The staggering brilliance of Here and Beyond is that it manages to grapple with big “I” ideas and huge questions about what makes us human and can our innate nature lead to different outcomes or are we doomed to repeat the mistakes of the past while still richly and affectingly accessible.
Over 360 years we do witness big narrative punctuation points that absolutely drive and consume an engrossing storyline, but what remains a constant is the emotional intimacy that marks every single passage of time that is explored in the novel.
Far from being mere cardboard cutout inserted to serve a greater, richly intelligent narrative good, the characters in Here and Beyond are fully realised, flesh and blood people who live, laugh, agitate, hope, wish and die in some of the finest and most fulsomely detailed world-building you’ll come across in any novel.

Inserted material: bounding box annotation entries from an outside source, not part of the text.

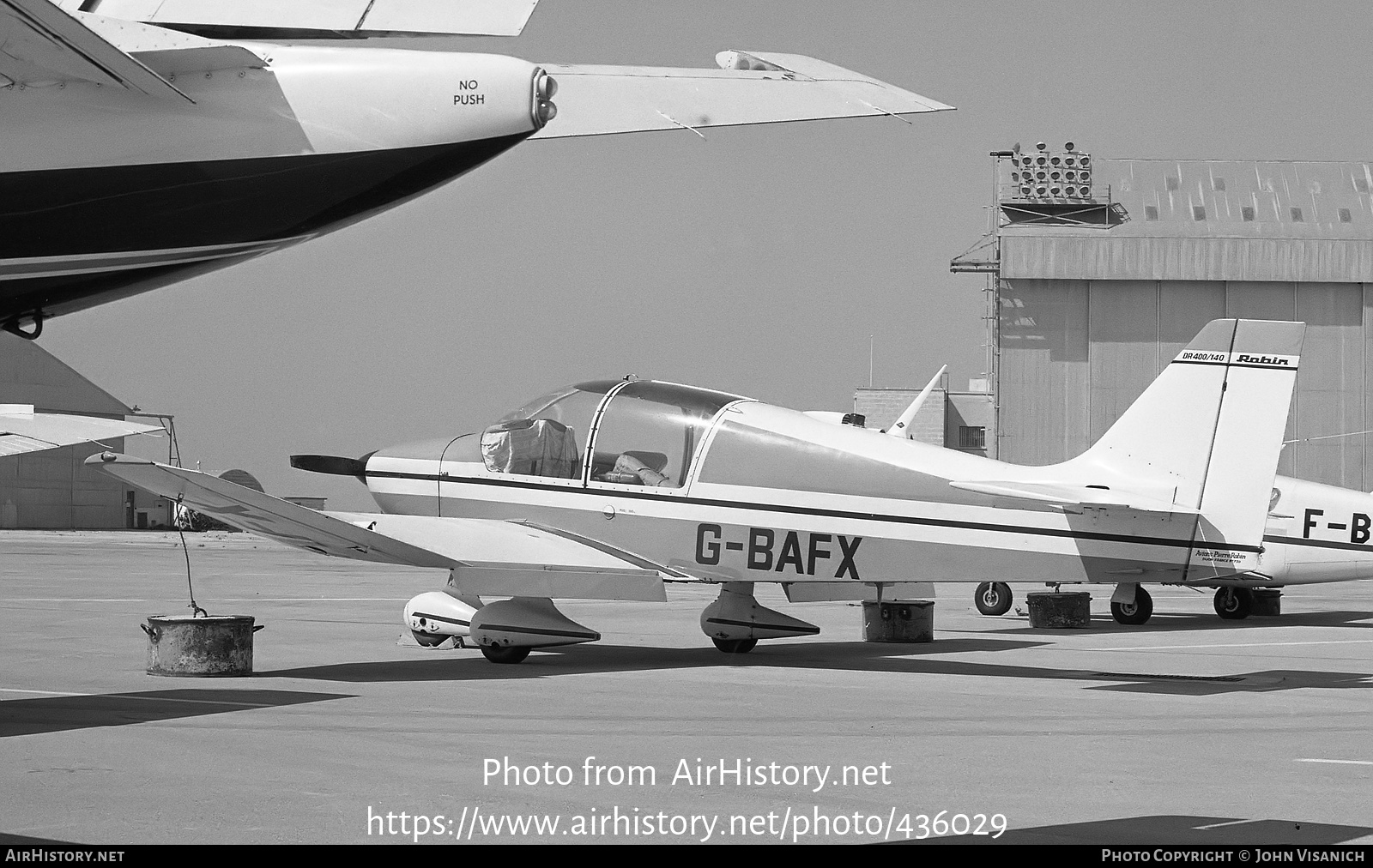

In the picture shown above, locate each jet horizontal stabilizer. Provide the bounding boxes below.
[291,455,372,484]
[59,0,538,39]
[0,0,195,101]
[533,51,953,139]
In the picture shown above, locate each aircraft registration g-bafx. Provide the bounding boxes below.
[88,320,1373,662]
[0,0,950,336]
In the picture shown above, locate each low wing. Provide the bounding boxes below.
[0,404,162,456]
[533,51,953,139]
[0,0,190,100]
[949,482,1201,515]
[87,452,686,600]
[59,0,538,39]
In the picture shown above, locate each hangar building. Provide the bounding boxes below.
[953,151,1373,491]
[0,331,170,530]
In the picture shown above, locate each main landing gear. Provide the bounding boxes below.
[1215,588,1254,621]
[972,582,1012,615]
[1110,585,1153,626]
[700,582,820,654]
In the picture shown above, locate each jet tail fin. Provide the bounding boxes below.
[1068,318,1306,578]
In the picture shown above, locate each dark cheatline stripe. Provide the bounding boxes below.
[366,470,1261,553]
[0,133,527,320]
[1263,535,1373,558]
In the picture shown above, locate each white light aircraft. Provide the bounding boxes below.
[89,320,1373,662]
[0,0,950,338]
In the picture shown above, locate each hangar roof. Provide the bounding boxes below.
[1001,160,1373,277]
[0,333,132,419]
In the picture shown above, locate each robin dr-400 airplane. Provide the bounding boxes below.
[89,320,1373,662]
[0,0,949,338]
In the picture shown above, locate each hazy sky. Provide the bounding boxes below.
[41,0,1373,508]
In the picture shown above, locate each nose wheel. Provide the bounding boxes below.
[1215,588,1254,621]
[972,582,1011,615]
[1110,587,1153,625]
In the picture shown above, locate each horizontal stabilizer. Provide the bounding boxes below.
[87,452,682,599]
[0,404,162,456]
[534,51,953,139]
[0,0,194,101]
[291,455,372,482]
[949,482,1200,515]
[60,0,538,39]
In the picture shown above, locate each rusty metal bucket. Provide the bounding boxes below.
[139,615,266,678]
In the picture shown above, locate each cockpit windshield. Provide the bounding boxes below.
[592,381,739,487]
[482,381,740,487]
[482,381,618,479]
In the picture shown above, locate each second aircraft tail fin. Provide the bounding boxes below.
[1069,320,1306,578]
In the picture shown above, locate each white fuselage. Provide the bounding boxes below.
[366,401,1373,587]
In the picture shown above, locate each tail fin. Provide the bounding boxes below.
[1069,320,1306,578]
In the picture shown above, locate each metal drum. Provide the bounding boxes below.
[139,615,265,677]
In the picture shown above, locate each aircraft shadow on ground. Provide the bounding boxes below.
[256,639,1373,696]
[892,816,1373,846]
[0,688,352,738]
[979,605,1373,636]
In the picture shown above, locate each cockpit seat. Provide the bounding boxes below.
[595,449,670,486]
[482,419,582,479]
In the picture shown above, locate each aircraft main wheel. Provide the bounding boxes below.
[482,646,530,663]
[972,582,1011,615]
[711,639,758,654]
[1215,588,1254,621]
[1110,588,1153,625]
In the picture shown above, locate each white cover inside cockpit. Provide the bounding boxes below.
[482,419,582,479]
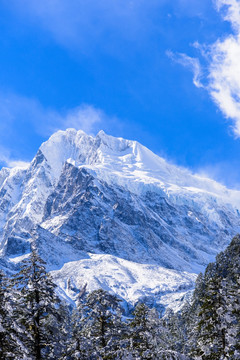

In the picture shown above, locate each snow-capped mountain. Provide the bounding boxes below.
[0,129,240,305]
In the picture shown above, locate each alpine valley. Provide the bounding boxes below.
[0,129,240,310]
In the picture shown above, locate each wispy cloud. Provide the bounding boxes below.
[172,0,240,137]
[0,93,111,136]
[0,92,115,167]
[4,0,208,52]
[166,50,204,88]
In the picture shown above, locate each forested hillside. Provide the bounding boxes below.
[0,235,240,360]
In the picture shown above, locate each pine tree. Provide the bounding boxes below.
[191,236,240,360]
[81,289,123,359]
[127,302,158,359]
[0,270,20,360]
[11,249,65,360]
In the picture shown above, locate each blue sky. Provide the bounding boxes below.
[0,0,240,189]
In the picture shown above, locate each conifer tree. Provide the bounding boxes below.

We are gifted with being able to spend time with a cast of compelling characters who are given all the time in the (artificial) world to be known and to make an impact, not as puppets of the narrative but as key drivers of an enthralling storyline.
Vividly realised, with big sweeps of history and small but pivotal moments of moving and thoughtful humanity, Here and Beyond is as epic as they come while still feeling intimate and human and real, a fantastically well realised look at a future which may yet prove we can leave our feet of clay behind and walk on a new world unencumbered by the sins and travesties of the past.